Peter gave a snorting laugh. “I’d sooner wed one of those whirling dervishes from the east! I can’t abide the chit more than half an hour at a time.” Then, with a quick, gasping intake of breath, he gazed up at her, a light of comprehension dawning in his eyes. Suddenly a number of pieces of the puzzle of Julie Branscombe were beginning to fall into place. “Is
that
why you behaved so strangely at the Fenton? Because you thought I was getting
married?

She felt her heart jump right up into her throat. “Aren’t you?” she asked, choked. “Have we perhaps... gotten it wrong? That is... can we have heard the wrong name?”

He didn’t answer for what seemed an eternity. He merely continued to gaze up at her with a look of intense speculation. Then, when she thought she could not bear the silence a moment longer, he spoke. “Julie, come down here,” he said quietly. “Please!”

She started down, slowly and unsteadily, as he came round to the foot of the stairway. When she reached the third step from the bottom, he held out his arms. Without knowing quite what she did, she leaped into them. He held her in a crushing embrace, her feet high off the ground, and kissed her, long and hard, with the intensity that comes from passion long restrained. When they had no breath left, he set her down. “I love you, Julie,” he whispered in her ear. “Almost from the first moment I laid eyes on you. I could
never
wed anyone else. I want to marry you even if it means taking second place to Tris in your heart.”


Second place?

She broke from his hold and stamped her foot. “Dash it, Peter, I could wring your
neck.
I’ve been trying to tell you from the moment you started to push me into Tris’s arms that it’s
you
I love, not Tris.”

Even now he couldn’t quite believe it. “That can’t be so,” he said, peering at her suspiciously. “You and he were so... so close. It seemed to me you could almost read each other’s minds.”

“Balderdash. Neither of you could read my mind. He was trying to teach me how to win you, just as you were trying to teach me how to win him. And I, fool that I was, tried to follow the advice of both of you. I was like a marionette, with two idiotic puppet masters pulling the strings.”

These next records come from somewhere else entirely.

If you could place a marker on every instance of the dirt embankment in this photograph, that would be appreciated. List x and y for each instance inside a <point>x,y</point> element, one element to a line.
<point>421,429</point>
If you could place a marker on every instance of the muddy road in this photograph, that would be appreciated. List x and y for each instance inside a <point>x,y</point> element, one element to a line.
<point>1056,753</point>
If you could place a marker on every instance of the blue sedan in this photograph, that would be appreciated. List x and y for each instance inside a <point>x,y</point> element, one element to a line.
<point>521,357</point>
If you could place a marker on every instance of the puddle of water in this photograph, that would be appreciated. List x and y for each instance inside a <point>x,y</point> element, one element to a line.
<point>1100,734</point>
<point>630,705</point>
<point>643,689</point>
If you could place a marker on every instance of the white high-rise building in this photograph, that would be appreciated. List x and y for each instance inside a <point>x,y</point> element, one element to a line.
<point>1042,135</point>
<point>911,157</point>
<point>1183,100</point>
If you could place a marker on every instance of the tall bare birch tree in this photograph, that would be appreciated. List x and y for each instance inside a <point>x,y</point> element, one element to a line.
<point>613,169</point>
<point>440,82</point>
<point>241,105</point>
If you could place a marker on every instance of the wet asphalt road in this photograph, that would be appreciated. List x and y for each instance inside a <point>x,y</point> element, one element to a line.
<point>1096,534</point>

“My poor darling,” he exclaimed, appalled. “And when in the course of this farce did you decide you loved me and not him?”

Somehow the question infuriated her. He still didn’t understand her feelings. But as usual, it was hard for her to express them, especially with his eyes fixed so lovingly on her face. “Peter, you... you buffleheaded fool,” she said, turning and addressing the newel post, “why won’t you
listen
to me? I’ve never loved anyone but you. Not anyone. Not Tris, not Ronny Kenting, not even the Honorable Horace Chalmondeley, who’s been importuning me by post to marry him ever since I danced with him at the Chalmondeley ball.”

Peter snorted. “Good God,
Chalmondeley?
I should hope not, indeed. The fellow’s a looby.”

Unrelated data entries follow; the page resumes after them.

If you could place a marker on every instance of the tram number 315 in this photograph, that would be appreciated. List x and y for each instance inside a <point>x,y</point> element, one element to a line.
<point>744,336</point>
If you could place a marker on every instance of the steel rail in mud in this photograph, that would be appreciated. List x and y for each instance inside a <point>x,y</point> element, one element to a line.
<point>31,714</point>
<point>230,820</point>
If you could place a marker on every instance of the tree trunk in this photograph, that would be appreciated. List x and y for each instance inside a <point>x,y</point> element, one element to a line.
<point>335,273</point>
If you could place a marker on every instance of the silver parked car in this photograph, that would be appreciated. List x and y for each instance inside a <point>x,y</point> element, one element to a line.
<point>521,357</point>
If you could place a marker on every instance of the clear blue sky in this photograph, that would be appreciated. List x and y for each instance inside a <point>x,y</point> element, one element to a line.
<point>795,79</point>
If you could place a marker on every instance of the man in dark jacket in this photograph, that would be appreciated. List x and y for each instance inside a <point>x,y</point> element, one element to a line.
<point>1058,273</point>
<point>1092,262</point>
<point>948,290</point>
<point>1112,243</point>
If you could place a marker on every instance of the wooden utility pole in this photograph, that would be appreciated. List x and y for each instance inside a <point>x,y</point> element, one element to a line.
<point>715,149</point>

She laughed and turned back to him. “The truth is, my lord,” she said shyly to the buttons of his coat, “that you took hold of my heart the night you sauntered into the assembly and I got my first glimpse of you. I’ve tried to tell you so many times in every way I could think of— except to say the words.”

He pulled her into his arms again and brushed back her wild strands of hair. “My sweet, beautiful Julie, you
should
have said them. A buffleheaded fool like me needs to have things said plainly, I’m afraid.”

“I was... shy.”

He lifted her chin and made her look up at him. “I hope, my girl, that you’ll never be shy with me again.”

“I think I’m much improved in that regard. In fact, I’m almost growing bold. Almost bold enough to ask... but perhaps I’d better not...”

“Go ahead, girl, be bold and ask it,” he insisted.